Donnerstag, 8. März 2018

Ein wenig Kunst

Heute: Bilder des norwegischen Malers Edvard Much

Die Bilder des norwegischen Malers Edvard Munch (1863-1944) (Wiki) und das Lebensgefühl, das sie zum Ausdruck bringen, gehören schon lange zum Grundkanon - sozusagen - des abendländischen Kulturbewußtseins. Aber auch für sie gilt, was für alle Kunst und Kultur gilt, und was Goethe in die Worte gefaßt hatte:
"Was du ererbt von deinen Vätern (und Müttern) - erwirb es, um es zu besitzen."
Damit soll gesagt sein: Kultur, die nicht von jeder Generation neu mit- und nacherlebt wird und über dieses Nacherleben zum eigenen Besitz gemacht wird, ist tot.
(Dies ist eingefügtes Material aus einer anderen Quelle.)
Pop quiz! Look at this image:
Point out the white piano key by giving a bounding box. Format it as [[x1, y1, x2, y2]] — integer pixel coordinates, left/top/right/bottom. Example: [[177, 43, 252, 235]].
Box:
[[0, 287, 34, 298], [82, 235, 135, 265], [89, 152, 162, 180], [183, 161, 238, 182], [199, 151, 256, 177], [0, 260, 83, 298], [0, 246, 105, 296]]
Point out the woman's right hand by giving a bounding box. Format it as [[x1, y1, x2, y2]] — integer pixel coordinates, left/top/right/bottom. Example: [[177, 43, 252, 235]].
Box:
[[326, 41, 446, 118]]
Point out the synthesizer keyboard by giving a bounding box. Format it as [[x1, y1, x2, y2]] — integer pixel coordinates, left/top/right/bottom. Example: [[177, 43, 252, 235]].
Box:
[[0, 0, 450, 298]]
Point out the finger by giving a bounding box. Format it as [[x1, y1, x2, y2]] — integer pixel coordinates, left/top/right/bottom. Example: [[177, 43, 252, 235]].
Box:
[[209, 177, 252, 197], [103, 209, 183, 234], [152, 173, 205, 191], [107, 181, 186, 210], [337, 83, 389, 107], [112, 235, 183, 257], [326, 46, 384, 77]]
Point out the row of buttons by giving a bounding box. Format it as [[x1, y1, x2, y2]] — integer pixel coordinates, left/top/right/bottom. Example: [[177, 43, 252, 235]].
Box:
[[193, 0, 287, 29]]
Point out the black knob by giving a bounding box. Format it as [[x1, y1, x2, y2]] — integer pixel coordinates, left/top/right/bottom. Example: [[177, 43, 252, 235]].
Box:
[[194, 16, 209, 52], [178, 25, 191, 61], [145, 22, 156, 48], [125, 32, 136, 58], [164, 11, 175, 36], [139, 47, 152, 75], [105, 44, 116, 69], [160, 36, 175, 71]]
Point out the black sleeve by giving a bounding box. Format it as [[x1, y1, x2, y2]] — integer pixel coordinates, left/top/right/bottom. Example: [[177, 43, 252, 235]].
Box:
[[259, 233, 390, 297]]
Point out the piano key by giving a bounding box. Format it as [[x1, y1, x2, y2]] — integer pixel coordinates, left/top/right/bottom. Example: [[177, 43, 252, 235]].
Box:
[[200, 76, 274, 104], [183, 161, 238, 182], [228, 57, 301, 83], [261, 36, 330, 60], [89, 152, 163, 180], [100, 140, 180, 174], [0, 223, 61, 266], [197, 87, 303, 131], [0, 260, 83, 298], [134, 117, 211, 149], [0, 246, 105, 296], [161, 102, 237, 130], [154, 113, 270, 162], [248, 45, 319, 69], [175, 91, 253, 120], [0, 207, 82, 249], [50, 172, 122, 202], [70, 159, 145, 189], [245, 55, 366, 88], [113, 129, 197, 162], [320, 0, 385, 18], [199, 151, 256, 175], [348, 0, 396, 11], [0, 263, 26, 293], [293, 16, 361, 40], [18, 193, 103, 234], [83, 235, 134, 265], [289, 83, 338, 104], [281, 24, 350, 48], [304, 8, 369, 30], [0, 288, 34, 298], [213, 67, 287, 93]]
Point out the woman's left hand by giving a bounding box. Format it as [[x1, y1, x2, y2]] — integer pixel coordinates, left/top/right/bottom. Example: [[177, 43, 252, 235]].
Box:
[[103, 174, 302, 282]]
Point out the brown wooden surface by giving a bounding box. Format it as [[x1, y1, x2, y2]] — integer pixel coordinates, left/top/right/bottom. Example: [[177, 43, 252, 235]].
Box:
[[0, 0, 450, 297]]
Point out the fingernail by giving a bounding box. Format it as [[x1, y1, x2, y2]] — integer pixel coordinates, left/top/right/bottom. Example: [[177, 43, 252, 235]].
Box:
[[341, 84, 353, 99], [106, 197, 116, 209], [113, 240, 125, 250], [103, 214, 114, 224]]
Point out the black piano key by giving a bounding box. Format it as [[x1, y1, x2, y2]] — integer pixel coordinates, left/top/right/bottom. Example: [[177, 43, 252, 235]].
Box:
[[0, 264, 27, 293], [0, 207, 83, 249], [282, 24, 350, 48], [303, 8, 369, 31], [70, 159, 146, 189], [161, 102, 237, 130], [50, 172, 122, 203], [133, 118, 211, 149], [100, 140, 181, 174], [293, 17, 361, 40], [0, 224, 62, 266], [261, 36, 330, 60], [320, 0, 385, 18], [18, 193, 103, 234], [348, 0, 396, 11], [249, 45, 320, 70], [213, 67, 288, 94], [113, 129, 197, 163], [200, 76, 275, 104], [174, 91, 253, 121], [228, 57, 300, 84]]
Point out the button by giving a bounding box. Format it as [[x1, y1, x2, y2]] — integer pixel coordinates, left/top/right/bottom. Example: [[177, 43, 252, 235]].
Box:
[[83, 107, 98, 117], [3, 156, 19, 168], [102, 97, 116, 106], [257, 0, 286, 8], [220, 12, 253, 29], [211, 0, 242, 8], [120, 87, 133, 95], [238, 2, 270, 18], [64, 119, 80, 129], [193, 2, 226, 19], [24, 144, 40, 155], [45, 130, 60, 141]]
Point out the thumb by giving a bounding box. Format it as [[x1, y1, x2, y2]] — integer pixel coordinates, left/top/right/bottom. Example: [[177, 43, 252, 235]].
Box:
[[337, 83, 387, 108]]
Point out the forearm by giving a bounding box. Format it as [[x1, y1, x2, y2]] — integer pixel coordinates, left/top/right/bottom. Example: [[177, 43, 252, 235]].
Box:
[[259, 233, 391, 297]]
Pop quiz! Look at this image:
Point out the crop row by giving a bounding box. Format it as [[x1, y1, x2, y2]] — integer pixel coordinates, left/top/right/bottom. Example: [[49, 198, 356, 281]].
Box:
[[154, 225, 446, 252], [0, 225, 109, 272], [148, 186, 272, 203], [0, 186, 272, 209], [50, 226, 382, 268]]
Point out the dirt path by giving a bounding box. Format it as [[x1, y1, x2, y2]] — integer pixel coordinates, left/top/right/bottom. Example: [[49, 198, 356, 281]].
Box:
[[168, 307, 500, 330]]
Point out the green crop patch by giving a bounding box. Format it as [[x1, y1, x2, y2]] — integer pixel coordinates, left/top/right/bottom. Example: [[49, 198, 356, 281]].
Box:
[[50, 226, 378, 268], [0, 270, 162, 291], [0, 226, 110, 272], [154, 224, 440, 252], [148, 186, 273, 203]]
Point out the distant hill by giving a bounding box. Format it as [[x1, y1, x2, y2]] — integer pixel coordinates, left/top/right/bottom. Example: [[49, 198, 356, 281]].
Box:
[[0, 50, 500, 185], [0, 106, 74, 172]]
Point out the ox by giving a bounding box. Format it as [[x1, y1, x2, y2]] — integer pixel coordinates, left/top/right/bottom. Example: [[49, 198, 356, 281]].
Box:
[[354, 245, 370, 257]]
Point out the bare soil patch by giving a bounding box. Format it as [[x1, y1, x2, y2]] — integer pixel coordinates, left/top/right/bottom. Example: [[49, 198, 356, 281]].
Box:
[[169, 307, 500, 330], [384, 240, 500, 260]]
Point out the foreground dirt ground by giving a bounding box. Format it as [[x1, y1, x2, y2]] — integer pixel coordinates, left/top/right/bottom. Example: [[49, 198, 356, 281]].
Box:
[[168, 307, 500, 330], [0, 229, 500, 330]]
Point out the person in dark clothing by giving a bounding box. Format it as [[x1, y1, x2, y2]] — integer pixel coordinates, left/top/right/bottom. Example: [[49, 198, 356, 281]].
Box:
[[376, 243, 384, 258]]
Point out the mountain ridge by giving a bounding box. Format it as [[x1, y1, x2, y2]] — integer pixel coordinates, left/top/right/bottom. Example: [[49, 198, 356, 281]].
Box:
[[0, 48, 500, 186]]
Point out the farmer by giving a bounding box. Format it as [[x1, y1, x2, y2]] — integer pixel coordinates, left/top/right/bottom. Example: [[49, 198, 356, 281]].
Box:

Edvard Munch - Am Sterbebett

Edvard Munchs eigene Mutter starb, als er selbst gerade einmal sechs Jahre alt war. 


Edvard Munch - Trost

Edvard Munch hatte noch fünf Geschwister, von denen die meisten - wie Edvard - von Kindheit an immer wieder unter schwerer Depression litten.


Edvard Munch - Tod des Bohemiens (1915/17)

Kulturell war sein keineswegs wohlhabendes Elternhaus anregend, vor allem aber sind es Eindrücke von Krankheit, Tod und Trauer, zu denen Munch in seiner Kunst immer und immer wieder zurück kehrt. Auch zur gefühlsmäßigen Zerrissenheit in den Beziehungen zwischen den Geschlechtern.


Edvard Munch - Die tote Mutter und das Kind (1901)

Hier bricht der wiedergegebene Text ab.